4:1 Samuel revealed the word of the Lord 1 to all Israel.
Then the Israelites went out to fight the Philistines. 2 They camped at Ebenezer, 3 and the Philistines camped at Aphek. 4:2 The Philistines arranged their forces to fight 4 Israel. As the battle spread out, 5 Israel was defeated by 6 the Philistines, who 7 killed about four thousand men in the battle line in the field.
4:3 When the army 8 came back to the camp, the elders of Israel said, “Why did the Lord let us be defeated today by 9 the Philistines? Let’s take with us the ark of the covenant of the Lord from Shiloh. When it is with us, it will save us 10 from the hand of our enemies.
1 tn Heb “and the word of Samuel was.” The present translation understands Samuel to be the speaker of the divine word (“Samuel” is a subjective genitive in this case), although the statement could mean that he was the recipient of the divine word (“Samuel” is an objective genitive in this case) who in turn reported it to Israel.
2 tn Heb “and Israel went out to meet the Philistines for battle.”

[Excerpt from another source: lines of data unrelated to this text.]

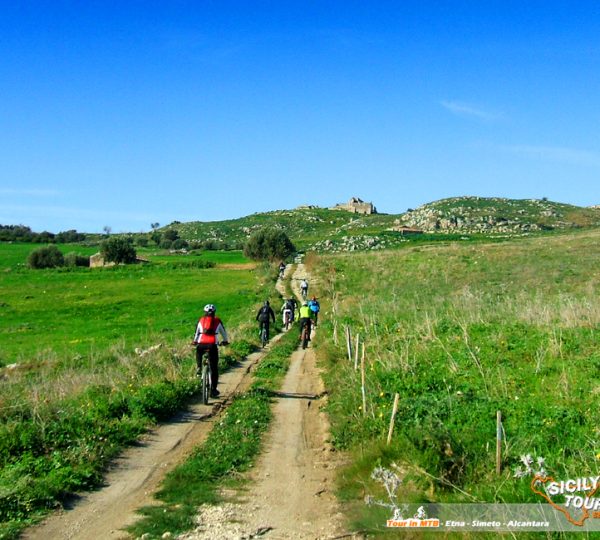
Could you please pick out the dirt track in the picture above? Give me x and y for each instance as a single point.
(291, 487)
(136, 475)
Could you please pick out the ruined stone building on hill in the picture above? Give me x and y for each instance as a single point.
(356, 206)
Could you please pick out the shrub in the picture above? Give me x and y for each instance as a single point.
(269, 245)
(172, 235)
(46, 257)
(119, 250)
(180, 243)
(70, 237)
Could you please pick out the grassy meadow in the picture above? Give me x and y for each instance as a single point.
(462, 331)
(73, 389)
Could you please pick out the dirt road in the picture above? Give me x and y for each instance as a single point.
(291, 493)
(136, 475)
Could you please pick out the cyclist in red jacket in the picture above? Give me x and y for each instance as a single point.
(205, 340)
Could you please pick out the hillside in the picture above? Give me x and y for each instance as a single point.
(328, 230)
(497, 215)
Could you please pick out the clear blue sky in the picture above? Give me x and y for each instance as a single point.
(123, 113)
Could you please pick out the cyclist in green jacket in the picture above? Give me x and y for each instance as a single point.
(304, 317)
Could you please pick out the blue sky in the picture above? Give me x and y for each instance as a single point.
(126, 113)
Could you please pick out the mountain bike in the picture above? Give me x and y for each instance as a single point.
(287, 318)
(264, 336)
(204, 374)
(305, 335)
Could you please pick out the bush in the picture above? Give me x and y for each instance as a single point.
(119, 250)
(75, 259)
(46, 257)
(172, 235)
(269, 245)
(180, 243)
(70, 237)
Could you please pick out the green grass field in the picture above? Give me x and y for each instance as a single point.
(75, 311)
(460, 332)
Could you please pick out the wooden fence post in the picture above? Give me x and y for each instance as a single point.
(362, 385)
(349, 342)
(394, 411)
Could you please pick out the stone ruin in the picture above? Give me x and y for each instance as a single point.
(356, 206)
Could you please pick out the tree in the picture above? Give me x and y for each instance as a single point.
(269, 245)
(118, 250)
(46, 257)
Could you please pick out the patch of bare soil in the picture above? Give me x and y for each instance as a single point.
(137, 473)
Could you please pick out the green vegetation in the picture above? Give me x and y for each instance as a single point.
(46, 257)
(78, 376)
(230, 449)
(328, 230)
(269, 245)
(461, 331)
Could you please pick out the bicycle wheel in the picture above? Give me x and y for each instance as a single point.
(205, 381)
(304, 337)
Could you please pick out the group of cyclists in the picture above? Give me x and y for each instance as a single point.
(209, 326)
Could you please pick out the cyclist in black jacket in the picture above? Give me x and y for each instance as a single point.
(264, 317)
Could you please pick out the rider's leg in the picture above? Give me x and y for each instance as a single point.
(213, 358)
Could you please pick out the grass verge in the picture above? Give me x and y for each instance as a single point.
(230, 449)
(461, 332)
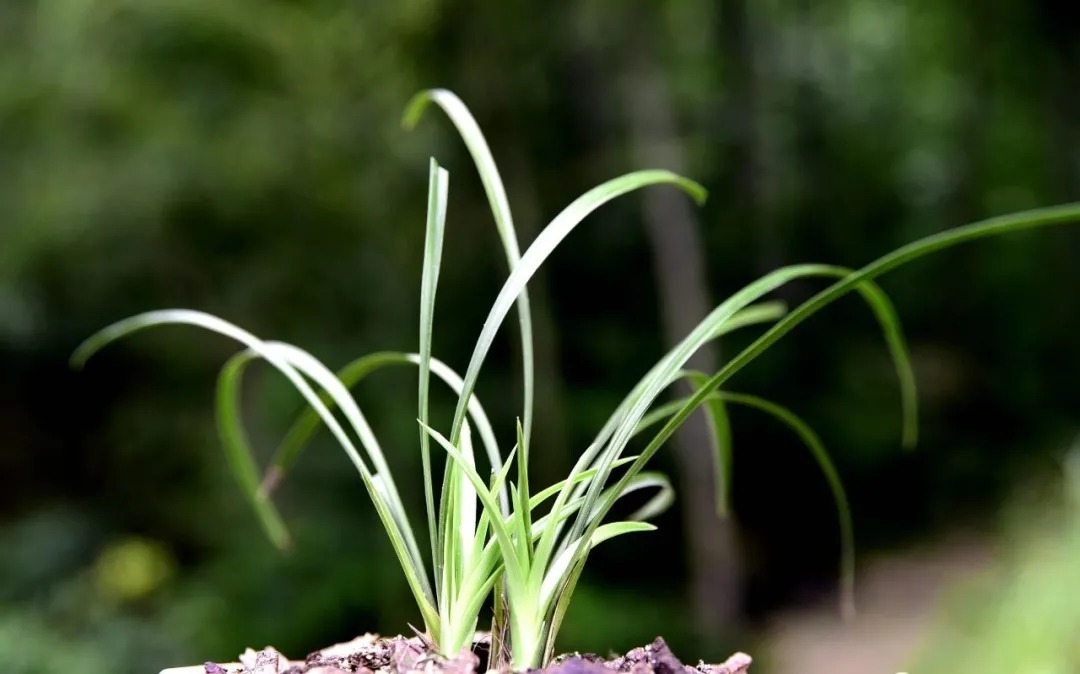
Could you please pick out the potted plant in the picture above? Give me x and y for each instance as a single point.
(496, 535)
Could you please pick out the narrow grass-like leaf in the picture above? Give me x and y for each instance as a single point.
(1001, 225)
(477, 147)
(543, 245)
(556, 574)
(299, 434)
(292, 362)
(239, 454)
(524, 511)
(719, 440)
(512, 563)
(832, 476)
(439, 185)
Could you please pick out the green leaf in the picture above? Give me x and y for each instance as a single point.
(476, 145)
(439, 185)
(839, 496)
(296, 364)
(537, 253)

3 tn Heb “the stone, the help.” The second noun is in apposition to the first one and apparently is the name by which the stone was known. Contrast the expression used in 5:1 and 7:12, where the first word lacks the definite article, unlike 4:1.
4 tn Heb “to meet.”
5 tn The MT has וַתִּטֹּשׁ (vattittosh), from the root נטשׁ (ntsh). This verb normally means “to leave,” “to forsake,” or “to permit,” but such an idea does not fit this context very well. Many scholars have suspected that the text originally read either וַתֵּט (vattet, “and it spread out”), from the root נטה (nth), or וַתִּקֶשׁ (vattiqesh, “and it grew fierce”), from the root קשׂה (qsh). The former suggestion is apparently supported by the LXX ἔκλινεν (eklinen, “it inclined”) and is adopted in the translation.
6 tn Heb “before.”
7 tn Heb “the Philistines, and they killed.” The pronoun “they” has been translated as a relative pronoun (“who”) to make it clear to the English reader that the Philistines were the ones who did the killing.
8 tn Or “people.”
9 tn Heb “before.”
10 tn Heb “and it will come in our midst and it will save.” After the cohortative (see “let’s take”), the prefixed verbal forms with the prefixed conjunction indicate purpose or result. The translation understands the ark to be the subject of the third masculine singular verbs, although it is possible to understand the Lord as the subject. In the latter case, one should translate, “when he is with us, he will save us.”